OPA
OPA
September 26, 2024

Everything you need to know about Open Policy Agent (OPA) and Terraform

By
Ryan Fee

As organizations increasingly adopt Infrastructure as Code (IaC) methodologies, such as Terraform and OpenTofu, the need for policy enforcement mechanisms has grown in tandem. This is where the concept of "Policy as Code" comes into play, with Open Policy Agent (OPA) emerging as a powerful tool in this domain, especially when integrated with Terraform. In this blog post, we'll explore the synergy between OPA and Terraform, diving deep into what Policy as Code means, how OPA works, and its practical applications in Terraform workflows, such as Scalr’s pipeline.

Policy as Code

Policy as Code is an approach to defining and managing policies using the same practices and tools used for writing and maintaining software code. This method allows organizations to automate policy enforcement, making it an integral part of the development and deployment process.

Policy as code, a best practice in the DevOps world, reduces human error that could make organizations vulnerable.  By automating policy enforcement, the risk of manual mistakes in applying security rules is minimized. Implementing policy as code also results in faster developments and a better developer experience. Developers prefer to catch any issues as soon as possible in the development process and with policies integrated into the development workflow, security checks become part of the process, reducing delays in deployment. Lastly, from a maintainer perspective, policies can be quickly updated and rolled out to adapt to new compliance requirements or security threats using standard GitOps practices. Because it is code, it should be stored in a VCS repository where it is versioned, tested, and audited.

Open Policy Agent (OPA) Basics

OpenPolicy agent has become the de facto standard for policy as code across the industry. HashiCorp created a proprietary product named Sentinel to use with Terraform Cloud, but once Styra created OPA as an alternative open-source solution, OPA quickly became the leading solution. OPA was accepted by the CNCF in March of 2018. It has had enough adoption that now even HashiCorp supports it in their Terraform Cloud pipelines.

Key OPA Features

  • Declarative Language: OPA uses Rego, a purpose-built declarative language for writing policies.
  • Unified Policy Framework: OPA can be used to enforce policies in Terraform, OpenTofu, Kubernetes, CI/CD pipelines, API gateways, and more.
  • Context-Aware Decisions: OPA can make decisions based on arbitrary data, allowing for complex, context-aware policies.
  • High Performance: OPA is designed to be lightweight and fast, capable of evaluating thousands of policies per second.
  • Extensibility: OPA can be easily integrated into various systems and workflows through its APIs.

How it Works

At its core, OPA operates on three main components:

  1. Policies: Written in Rego, these define the rules and logic for making decisions.
  2. Data: This is the context against which policies are evaluated. It can include configuration files, user information, or any other relevant data. In this case, it is the plan generated from the Terraform configuration files.
  3. Queries: These are the questions asked of OPA, typically in the form "is this allowed?" or "what should this be?"

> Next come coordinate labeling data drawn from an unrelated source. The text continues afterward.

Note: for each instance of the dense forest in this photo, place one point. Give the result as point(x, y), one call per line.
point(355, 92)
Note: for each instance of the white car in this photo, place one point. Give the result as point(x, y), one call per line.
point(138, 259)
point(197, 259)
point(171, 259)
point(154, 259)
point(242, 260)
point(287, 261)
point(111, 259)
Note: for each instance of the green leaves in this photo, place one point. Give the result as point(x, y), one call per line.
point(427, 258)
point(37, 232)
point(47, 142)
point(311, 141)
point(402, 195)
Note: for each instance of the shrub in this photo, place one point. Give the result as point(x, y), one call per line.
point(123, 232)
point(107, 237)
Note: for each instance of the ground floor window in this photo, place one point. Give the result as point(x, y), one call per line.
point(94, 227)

When a query is made to OPA, it evaluates the relevant policies against the provided data and returns a decision. This decision can be a simple yes/no or more complex structured data.

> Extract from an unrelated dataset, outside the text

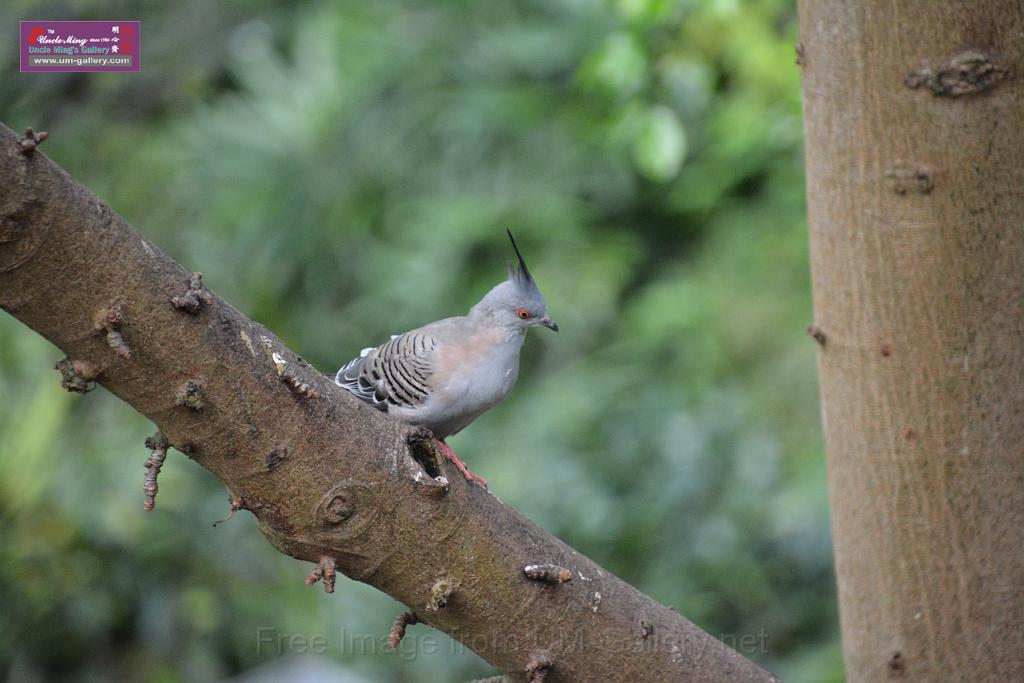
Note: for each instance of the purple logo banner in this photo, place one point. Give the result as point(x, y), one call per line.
point(79, 46)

Terraform & Open Policy Agent

Terraform allows developers to define and provision infrastructure resources across various cloud providers. While Terraform itself focuses on resource management, it doesn't inherently provide robust policy enforcement capabilities. This is where OPA comes in, complementing Terraform by adding a layer of policy control to the infrastructure provisioning process.

The main use case for using OPA policy with Terraform is to evaluate the Terraform plan and check for anything that might be non-compliant. When a Terraform plan runs, it generates a plan file, which is what OPA can check against. An OPA policy can be written for any data that is present, or not, in the plan file. By evaluating OPA policy against the plan, developers will catch any issues prior to executing a Terraform apply, to ensure non-compliant resources are not created. The standard workflow is as follows:

  • Define Policies: Write an OPA policy in Rego that express your organization's requirements for infrastructure.
  • Integrate with Workflow: Integrate with Scalr, Terraform Cloud, or a CI/CD pipeline to run OPA checks at appropriate stages.
  • Provide Input: Feed plans, generated from the Terraform configuration files, into OPA as input data.
  • Evaluate Policies: Run the OPA policy to evaluate your policies against the Terraform using a json format.
  • Act on Results: Based on OPA's output, decide whether to proceed with applying changes or halt for policy violations.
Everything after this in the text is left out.